The Queen’s notorious ire rose. Her standard evocation of temper, black thunderclouds, boiled in the background, split by jags of lightning. This was impressive, since they were inside the castle. Imbri liked to generate similar storms when she herself was angry, but hers remained within the dreamer’s mind. “Whom do you suppose you are addressing, gnome?”
“
King
Gnome,” Humfrey corrected, reaching into his bag. He withdrew a vial, removed the cork, and shook out a drop that scintillated at the lip of the container. As it fell, the drop exploded in heat and light. The Queen’s storm cloud sizzled and shrank as if being fried in a hot pan, and the lightning jags drooped limply. The Queen’s display of temper subsided. The Magician had made his point. He had destroyed illusion.
“King Gnome,” she repeated sullenly.
“The nature of Bink’s talent is this,” Humfrey said. “He can not be harmed by magic. Since the Mundanes represent a nonmagical menace, he may not be able to stop them—but he may be able to break the chain of lost Kings—”

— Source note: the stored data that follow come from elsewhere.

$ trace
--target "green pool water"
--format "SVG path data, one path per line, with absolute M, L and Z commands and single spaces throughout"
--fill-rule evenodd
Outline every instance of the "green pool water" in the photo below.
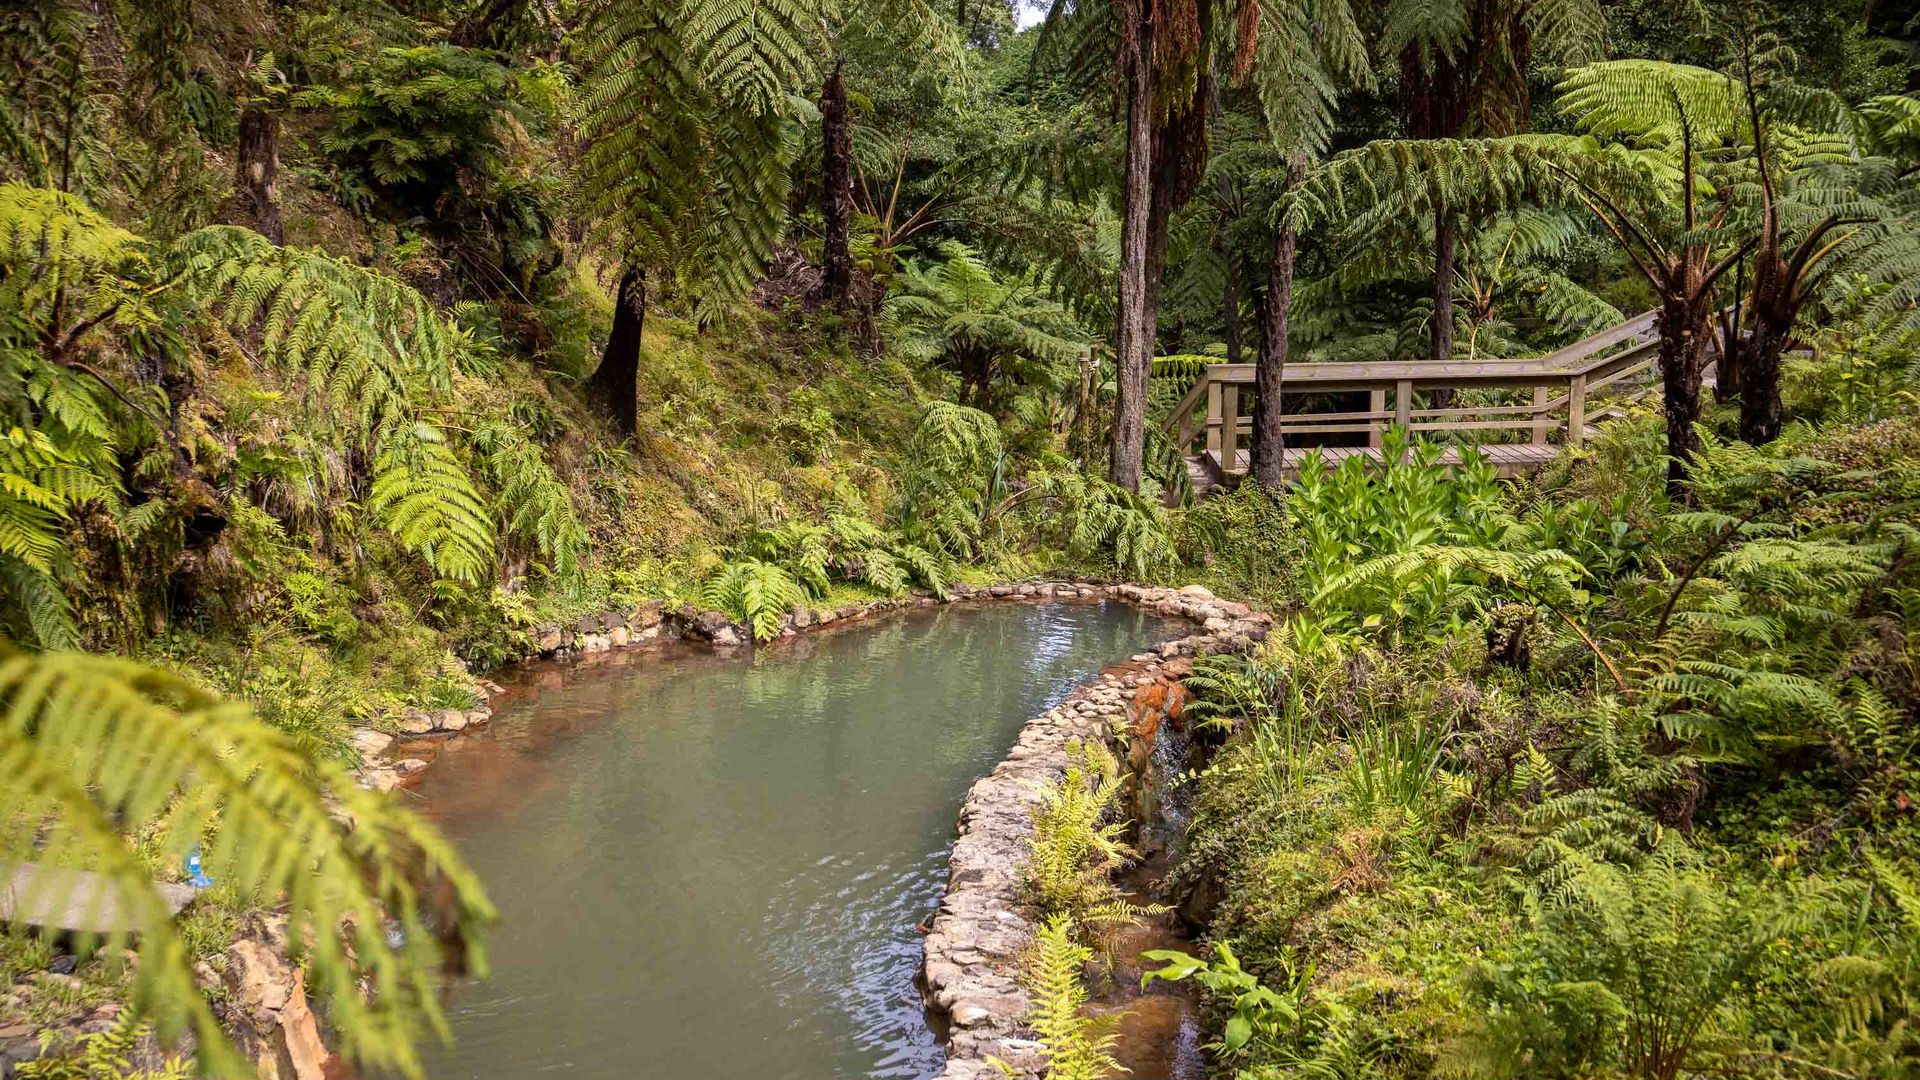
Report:
M 913 980 L 967 788 L 1176 629 L 1123 605 L 916 611 L 757 655 L 532 670 L 419 789 L 501 911 L 434 1080 L 925 1077 Z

“The chain of lost Kings!” Queen Iris exclaimed. “
That
was what you meant!”
“And thereby provide essential continuity of government for Xanth. Given that, the Mundane menace can be contained.”
The Good Magician paused. When Queen Iris saw that he had finished, she ventured another question. “Why wasn’t Bink’s magic known before? He should have been King by now—”
“If it had been generally known that he was secure from the threats of magic, his enemies would have turned to nonmagical means to harm him,” Humfrey explained. “Therefore his magic would betray him after all. So it protected him by protecting itself from revelation, making his immunity from magical harm seem coincidental. Only King Trent knew the secret, and he protected it rigorously, lest Bink’s talent turn against him as a magical enemy. For Bink’s magic is powerful indeed, however subtle its manifestation; in fifty years of his life, nothing magical has ever harmed him, though often it seemed to, or was aborted only by apparent coincidence. I myself was unable to fathom his secret.”